Beberapa bulan yang
lalu aku baru putus dengan seseorang yang berbeda keyakinan denganku.
Perbedaanlah yang membuat kami harus mengakhiri hubungan ini, dan kami telah
sepakat untuk mencari dan menjalani dunia kami masing-masing. Aku pikir,
masalah tentang perbedaan telah selesai, aku telah berhasil kabur darinya. Tapi
rupanya perbedaan itu masih terus membuntutiku dan kali ini benar-benar
menyiksaku.
Hei cinta, apakah
kau sedang bermain-main denganku? Bahkan sekarang kau membuatku jatuh hati pada
seorang yang berbeda denganku. Perbedaan, lagi.
Kenapa aku selalu
jatuh cinta pada orang yang berbeda keyakinan denganku? Kata mereka
(teman-temanku) perbedaan agama tidak masalah, itu bisa diatur. Ya, bagi mereka
mungkin itu bukanlah masalah yang perlu dipikirkan. Tapi bagiku itu adalah
masalah besar. Bagaimana kalau aku sudah sangat tergantung padanya? bagaimana
kalau cintaku ini tak bisa merelakan? Bagaimana kalau dia telah kuanggap
sebagai cinta terakhirku?
Kecemasan di atas
bisa saja terjadi karena aku telah jatuh cinta padanya. Aku sudah terlanjur
menaru hati padanya. Tapi, aku sadar, ada jurang besar yang memisahkan kami.

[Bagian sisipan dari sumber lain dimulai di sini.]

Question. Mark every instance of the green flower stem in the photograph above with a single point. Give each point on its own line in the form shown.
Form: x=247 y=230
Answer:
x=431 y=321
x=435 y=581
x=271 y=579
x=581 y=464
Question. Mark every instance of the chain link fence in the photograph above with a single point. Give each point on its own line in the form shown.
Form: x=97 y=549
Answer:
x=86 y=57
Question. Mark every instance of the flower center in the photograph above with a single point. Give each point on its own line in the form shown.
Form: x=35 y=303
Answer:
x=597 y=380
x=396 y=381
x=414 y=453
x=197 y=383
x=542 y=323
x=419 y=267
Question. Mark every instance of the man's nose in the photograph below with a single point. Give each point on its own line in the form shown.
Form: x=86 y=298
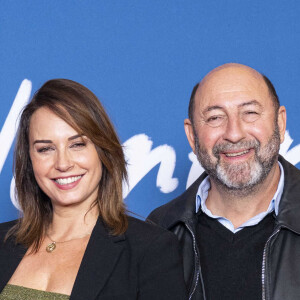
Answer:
x=234 y=130
x=63 y=161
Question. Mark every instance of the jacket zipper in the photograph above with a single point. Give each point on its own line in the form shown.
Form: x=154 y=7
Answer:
x=197 y=262
x=264 y=264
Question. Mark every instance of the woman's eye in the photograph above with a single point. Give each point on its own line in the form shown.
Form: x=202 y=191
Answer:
x=44 y=149
x=78 y=145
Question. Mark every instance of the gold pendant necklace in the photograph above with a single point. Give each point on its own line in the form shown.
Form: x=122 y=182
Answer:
x=52 y=246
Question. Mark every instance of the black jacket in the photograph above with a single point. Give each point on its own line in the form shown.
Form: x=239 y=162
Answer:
x=281 y=257
x=144 y=263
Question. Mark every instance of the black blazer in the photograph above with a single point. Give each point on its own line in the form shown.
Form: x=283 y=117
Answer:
x=144 y=263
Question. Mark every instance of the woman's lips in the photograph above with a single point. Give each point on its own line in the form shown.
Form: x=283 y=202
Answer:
x=66 y=183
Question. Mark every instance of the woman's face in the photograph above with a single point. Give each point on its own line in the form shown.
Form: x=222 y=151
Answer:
x=65 y=164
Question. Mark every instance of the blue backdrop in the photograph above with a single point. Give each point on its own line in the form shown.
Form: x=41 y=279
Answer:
x=142 y=58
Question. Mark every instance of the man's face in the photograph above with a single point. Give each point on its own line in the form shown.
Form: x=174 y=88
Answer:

Jurang yang tidak bisa menyatukan dua perbedaan walaupun sama-sama jatuh ke
dalamnya, walaupun bakal sama-sama terkubur dalam lubang itu, namun tetap saja
tidak akan bisa menyatu.
“Dia sudah punya
pacar,” ditengah kecemasanku, kalimat itu yang terdengar. Kalimat yang
benar-benar membuat perutku mual. Tapi aku berusaha santai, tenang. Aku tak
merasakan apa-apa. aku berusaha melawan kekecewaan hatiku. Aku meyakinkan
diriku bahwa aku baik-baik saja. Namun, semakin aku berusaha menenangkan
hatiku, ku dapati hatiku telah hancur berkeping-keping. Hatiku tidak sedang
baik-baik saja. Hatiku telah hancur, tepat saat kalimat itu terucap.
Berharap. Ya, aku
sudah terlanjur berharap padanya. Aku bahkan sudah bermaksud membuang
kecemasan-kecemasan itu, aku sudah siap untuk menjalani kisah bersama dia yang
telah berhasil buat aku merasakan cinta pada pandangan pertama. Aku telah berusaha
mengikuti hatiku dan mengabaikan perbedaan untuk sementara. Aku telah berniat
untuk memberontak pada perbedaan. Aku siap berjalan dalam perbedaan. Namun,
kalimat itu menyadarkanku bahwa dia memang tercipta bukan untuk kumiliki. Dia
tak punya tiket untuk berlayar ke hatiku. Dia bukanlah insan yang bisa aku
jangkau. Dia cuma secercah cahaya yang melintas sesaat, tanpa harus mengenai hatiku
yang suram ini, tidak sama sekali. Dia hanya bayangan dalam asa.